One of the subtexts to much of the discussion surrounding Annapolis is the belief that a breakdown in the current peace process will have the same consequence as the breakdown in the previous peace process—that is, the explosion of another “intifada.” To take one example among many, on Thursday, Washington Post columnist Jackson Diehl ominously wrote that
For Olmert, Abbas, and Rice, the motivation for bulling through this familiar pattern of resistance may not be just courage but fear. All three know that if they fail this time, the result will not be the mere continuation of a miserable status quo. More likely, it will be another eruption of bloodshed and the consolidation of Hamas as the preeminent Palestinian power.
These kinds of predictions inject the Annapolis proceedings with a compelling sense of drama and urgency, but thankfully the stakes are not quite this high. It is easy to see why people who believe that the Palestinian terror war of 2000-2005 is accurately described by the word intifada (Arabic for “uprising”) would think that another one could come on the heels of failure at Annapolis. Intifada implies a spontaneous, organic, and democratic response to injustice and frustration. But the campaign of organized terrorism that was launched in 2000 was nothing of the sort—it was Arafat’s answer, supported by almost the entirety of the Palestinian leadership, to the question with which Bill Clinton and Ehud Barak confronted him at Camp David: Are you prepared to abandon being the head of a terrorist organization in order to become the head of a peaceful state?
The 2000-2005 terror war was not an outpouring of political or social frustration, but rather an attempt at so thoroughly terrorizing and intimidating the Israeli public that the Israeli government would concede almost anything to make the suicide bombings stop. For its success the terror war required political, military, and religious leadership and organization, arms supplies (remember the Karine A?), and funding—and it also required an enemy that was caught off-guard by the suddenness and depravity of the attacks. None of these factors exists today, primarily due to the total defeat of Arafat’s terror offensive.

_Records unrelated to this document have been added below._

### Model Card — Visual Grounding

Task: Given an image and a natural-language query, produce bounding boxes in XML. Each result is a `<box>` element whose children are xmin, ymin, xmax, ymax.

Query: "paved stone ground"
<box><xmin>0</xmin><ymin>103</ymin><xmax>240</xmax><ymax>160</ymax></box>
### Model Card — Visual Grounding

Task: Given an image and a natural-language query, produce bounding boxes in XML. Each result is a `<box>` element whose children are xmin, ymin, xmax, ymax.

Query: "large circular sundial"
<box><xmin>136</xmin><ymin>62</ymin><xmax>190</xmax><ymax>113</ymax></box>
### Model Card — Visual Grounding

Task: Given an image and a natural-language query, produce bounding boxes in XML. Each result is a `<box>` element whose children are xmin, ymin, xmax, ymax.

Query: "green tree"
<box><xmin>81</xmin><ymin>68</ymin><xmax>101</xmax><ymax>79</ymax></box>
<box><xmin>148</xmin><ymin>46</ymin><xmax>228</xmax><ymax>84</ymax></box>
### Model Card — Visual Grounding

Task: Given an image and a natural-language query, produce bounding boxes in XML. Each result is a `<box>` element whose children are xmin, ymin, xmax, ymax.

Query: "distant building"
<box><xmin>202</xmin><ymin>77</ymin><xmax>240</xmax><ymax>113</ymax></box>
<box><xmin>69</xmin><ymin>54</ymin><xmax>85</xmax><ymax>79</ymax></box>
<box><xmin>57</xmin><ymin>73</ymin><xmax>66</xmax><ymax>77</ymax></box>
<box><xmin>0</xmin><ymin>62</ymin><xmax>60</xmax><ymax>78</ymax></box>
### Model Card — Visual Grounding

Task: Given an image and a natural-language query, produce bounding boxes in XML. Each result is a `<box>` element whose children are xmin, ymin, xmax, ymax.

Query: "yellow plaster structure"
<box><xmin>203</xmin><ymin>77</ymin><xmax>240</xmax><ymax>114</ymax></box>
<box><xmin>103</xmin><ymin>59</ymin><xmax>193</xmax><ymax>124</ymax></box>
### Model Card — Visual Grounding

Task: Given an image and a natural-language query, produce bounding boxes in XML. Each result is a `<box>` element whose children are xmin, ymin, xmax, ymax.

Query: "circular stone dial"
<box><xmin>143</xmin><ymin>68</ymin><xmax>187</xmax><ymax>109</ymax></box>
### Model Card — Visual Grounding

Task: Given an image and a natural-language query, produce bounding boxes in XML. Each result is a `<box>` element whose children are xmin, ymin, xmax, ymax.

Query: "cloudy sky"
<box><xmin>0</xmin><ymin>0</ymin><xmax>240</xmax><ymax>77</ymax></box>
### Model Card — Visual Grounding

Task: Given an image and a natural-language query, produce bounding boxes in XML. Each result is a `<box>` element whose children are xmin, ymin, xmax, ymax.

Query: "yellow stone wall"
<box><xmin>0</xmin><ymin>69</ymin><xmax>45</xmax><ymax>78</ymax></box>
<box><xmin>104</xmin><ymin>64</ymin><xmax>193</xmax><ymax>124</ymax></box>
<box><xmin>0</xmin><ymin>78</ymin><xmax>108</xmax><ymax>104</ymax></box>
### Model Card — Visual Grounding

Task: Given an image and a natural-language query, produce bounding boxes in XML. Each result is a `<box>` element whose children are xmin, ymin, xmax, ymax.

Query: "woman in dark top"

Israel’s victory involved several key elements: the killing and imprisonment of large numbers of the Palestinian corps of jihadists, especially the terror leaders; the construction of a security wall that today makes Palestinian penetration of Israel immeasurably more difficult; and a revolution in Israel’s intelligence-gathering and military operations in the West Bank and Gaza. By way of everything from checkpoints and electronic surveillance to the cultivation of networks of informants and the deployment of undercover operatives, the Shabak (the Shin Bet, Israel’s internal security service and counterintelligence agency) and IDF dramatically have curtailed the ability of Palestinian terror groups to organize themselves and attack Israel.
You wouldn’t know much of this living in the U.S., where the daily heroics of the Israeli security services largely go unnoticed. A lot of people—such as Washington Post columnist Jackson Diehl—apparently believe that the suicide bombings of the “second intifada” no longer occur because the Palestinians gave up the tactic, or decided to halt their offensive, or no longer wish to use terrorism to kill Jews. Diehl and his ilk seem to think that such attacks can be resumed at any moment. But they are badly misguided. Anyone who doubts this should read the Israeli press on a daily basis, where stories of suicide bombings thwarted in the West Bank—as opposed to stories of suicide bombers detonating themselves in Tel Aviv—are regular occurrences.
Annapolis may accomplish—or more likely will not accomplish—many things. But something that is not in the offing is a resumption of the bloodshed of the 2000-2005 Palestinian terror war.